Can't Use '\1' Backreference to Capture-Group in a Function Call in Re.Sub() Repr Expression

Can't use '\1' backreference to capture-group in a function call in re.sub() repr expression

The reason the re.sub(r'([0-9])',A[int(r'\g<1>')],S) does not work is that \g<1> (which is an unambiguous representation of the first backreference otherwise written as \1) backreference only works when used in the string replacement pattern. If you pass it to another method, it will "see" just \g<1> literal string, since the re module won't have any chance of evaluating it at that time. re engine only evaluates it during a match, but the A[int(r'\g<1>')] part is evaluated before the re engine attempts to find a match.

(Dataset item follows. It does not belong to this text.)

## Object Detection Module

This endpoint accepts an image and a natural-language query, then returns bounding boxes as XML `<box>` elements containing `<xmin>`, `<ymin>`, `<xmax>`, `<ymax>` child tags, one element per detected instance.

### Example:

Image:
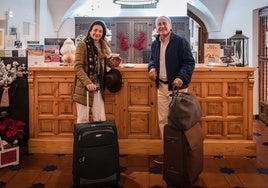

That is why it is made possible to use callback methods inside re.sub as the replacement argument: you may pass the matched group values to any external methods for advanced manipulation.

See the re documentation:

re.sub(pattern, repl, string, count=0, flags=0)

If repl is a function, it is called for every non-overlapping
occurrence of pattern. The function takes a single match object
argument, and returns the replacement string.

Use

import re
S = '02143'
A = ['a','b','c','d','e']
print(re.sub(r'[0-9]',lambda x: A[int(x.group())],S))

See the Python demo

Note you do not need to capture the whole pattern with parentheses, you can access the whole match with x.group().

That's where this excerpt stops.